Without naming Kashmir, top US officials said the Obama Administration has already begun diplomatic efforts to reduce tension in Indo-Pak relations over the issue which they feel is key factor for their success in the fight against terrorism in Afghanistan and Pakistan.
"Together with my great diplomatic wing man, (Special US Representative for Pakistan and Afghanistan) Ambassador Richard Holbrooke, this effort actually has started," General David H Petraeus said testifying before the powerful Senate Armed Services Committee on Wednesday.
He was responding to a question from Senator Mark Udall on efforts being done by the Obama Administration to reduce the tension between the two nations specially on the issue of Kashmir.
"... Much of Pakistan's focus is to the east, into Kashmir. And is there any discussion about urging India and Pakistan to continue finding a way forward on Kashmir?" Udall asked the three top military and defense officials called by the committee to testify before it on the current situation in Afghanistan and Pakistan.
Besides General Petraeus, the other two officials were Under Secretary of Defense for Policy, Michaele A Flournoy and Admiral Eric T Oloson, head of US Special Operations Command. While answer of the three officials was in affirmative but none of them used the K-word in their response.
The comments came hours before Prime Minister Manmohan Singh's meeting with President Obama in London.
Giving a sense of initial efforts being undertaken by the Obama Administration, General Petraeus said: "I met, together with him (Holbrooke), with the Indian National Security Adviser, for example, in Munich. We had a very, what we thought was a very good discussion. That was followed up when the Foreign Minister of India (sic) came to Washington more recently."

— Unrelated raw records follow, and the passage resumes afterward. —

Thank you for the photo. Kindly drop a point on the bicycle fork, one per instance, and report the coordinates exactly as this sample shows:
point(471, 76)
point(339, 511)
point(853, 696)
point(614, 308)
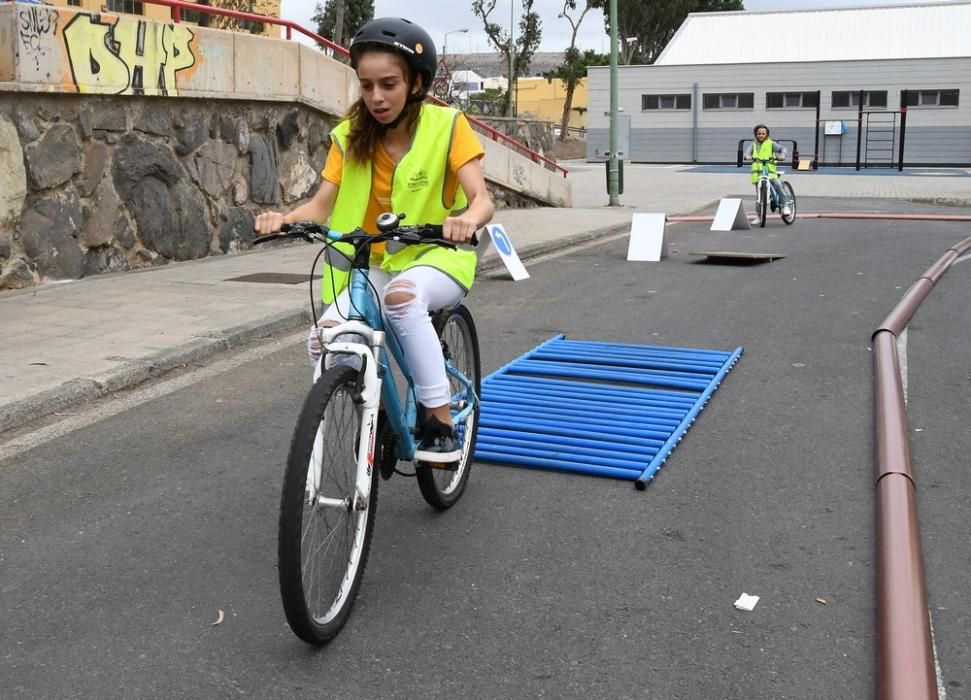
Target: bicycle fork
point(367, 394)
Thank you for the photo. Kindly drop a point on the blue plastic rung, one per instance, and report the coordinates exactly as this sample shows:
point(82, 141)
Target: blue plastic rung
point(605, 409)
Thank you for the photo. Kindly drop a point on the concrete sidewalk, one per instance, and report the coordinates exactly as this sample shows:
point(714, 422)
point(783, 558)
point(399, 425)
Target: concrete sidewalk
point(74, 341)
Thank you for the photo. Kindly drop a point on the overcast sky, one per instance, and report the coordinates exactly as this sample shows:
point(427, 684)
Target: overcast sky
point(441, 16)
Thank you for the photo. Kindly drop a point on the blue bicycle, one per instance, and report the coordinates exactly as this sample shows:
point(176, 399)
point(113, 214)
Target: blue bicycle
point(766, 196)
point(353, 420)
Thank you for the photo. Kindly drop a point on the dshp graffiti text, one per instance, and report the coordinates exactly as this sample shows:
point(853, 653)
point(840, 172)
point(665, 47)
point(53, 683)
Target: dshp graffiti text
point(123, 55)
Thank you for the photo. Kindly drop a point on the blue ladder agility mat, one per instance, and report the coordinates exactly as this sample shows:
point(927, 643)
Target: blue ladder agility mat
point(606, 409)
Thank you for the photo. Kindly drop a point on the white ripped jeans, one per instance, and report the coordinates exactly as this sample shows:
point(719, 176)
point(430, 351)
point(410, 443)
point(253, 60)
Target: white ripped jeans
point(431, 290)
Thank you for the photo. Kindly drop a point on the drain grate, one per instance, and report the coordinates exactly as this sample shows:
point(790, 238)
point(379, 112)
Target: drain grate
point(604, 409)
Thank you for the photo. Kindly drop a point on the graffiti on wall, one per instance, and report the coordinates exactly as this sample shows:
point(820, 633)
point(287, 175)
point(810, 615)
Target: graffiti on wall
point(37, 27)
point(125, 55)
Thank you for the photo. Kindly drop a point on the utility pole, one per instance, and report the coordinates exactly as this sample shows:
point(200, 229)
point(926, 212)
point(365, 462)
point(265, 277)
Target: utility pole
point(613, 175)
point(512, 53)
point(339, 24)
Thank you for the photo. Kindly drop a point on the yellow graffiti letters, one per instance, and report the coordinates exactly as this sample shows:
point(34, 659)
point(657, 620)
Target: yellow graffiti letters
point(95, 67)
point(127, 56)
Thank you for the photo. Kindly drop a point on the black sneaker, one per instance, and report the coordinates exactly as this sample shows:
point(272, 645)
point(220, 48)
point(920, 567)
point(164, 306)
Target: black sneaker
point(437, 445)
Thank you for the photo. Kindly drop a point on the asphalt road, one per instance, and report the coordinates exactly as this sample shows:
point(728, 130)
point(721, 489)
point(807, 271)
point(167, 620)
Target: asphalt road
point(121, 542)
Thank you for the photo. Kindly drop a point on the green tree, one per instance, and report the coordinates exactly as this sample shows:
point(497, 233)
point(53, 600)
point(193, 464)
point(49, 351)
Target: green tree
point(522, 50)
point(353, 14)
point(644, 27)
point(573, 68)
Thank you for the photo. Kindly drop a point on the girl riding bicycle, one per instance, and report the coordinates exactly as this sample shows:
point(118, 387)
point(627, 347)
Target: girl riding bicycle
point(395, 153)
point(765, 149)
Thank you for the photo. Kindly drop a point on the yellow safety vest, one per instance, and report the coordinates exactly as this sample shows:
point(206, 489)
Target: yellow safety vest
point(417, 190)
point(765, 151)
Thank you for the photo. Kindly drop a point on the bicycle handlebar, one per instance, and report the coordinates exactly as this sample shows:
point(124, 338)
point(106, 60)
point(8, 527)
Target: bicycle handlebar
point(311, 231)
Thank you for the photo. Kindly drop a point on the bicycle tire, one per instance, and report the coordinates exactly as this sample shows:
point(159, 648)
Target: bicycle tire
point(792, 204)
point(763, 203)
point(318, 596)
point(442, 488)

The Indian Foreign Secretary, Shivshankar Menon, had recently visited Washington and had met General Petraeus at the Pentagon.
"It would be of enormous importance were the tensions to be reduced sufficiently between the two countries to where intellectually, as well as physically, Pakistan could focus more on what we, again, see as a much more important existential threat to Pakistan in the internal extremists than continuing to have that massive face-off against India to their east," Petraeus said.
In her reply, Flournoy said Senator Udall had put his finger on a really critical matter. "This is the issue -- one of the issues that really drives a more regional approach in our strategy -- that part of helping Pakistan to shift its attention and its resources and its efforts is reducing the tensions it has with India," she said.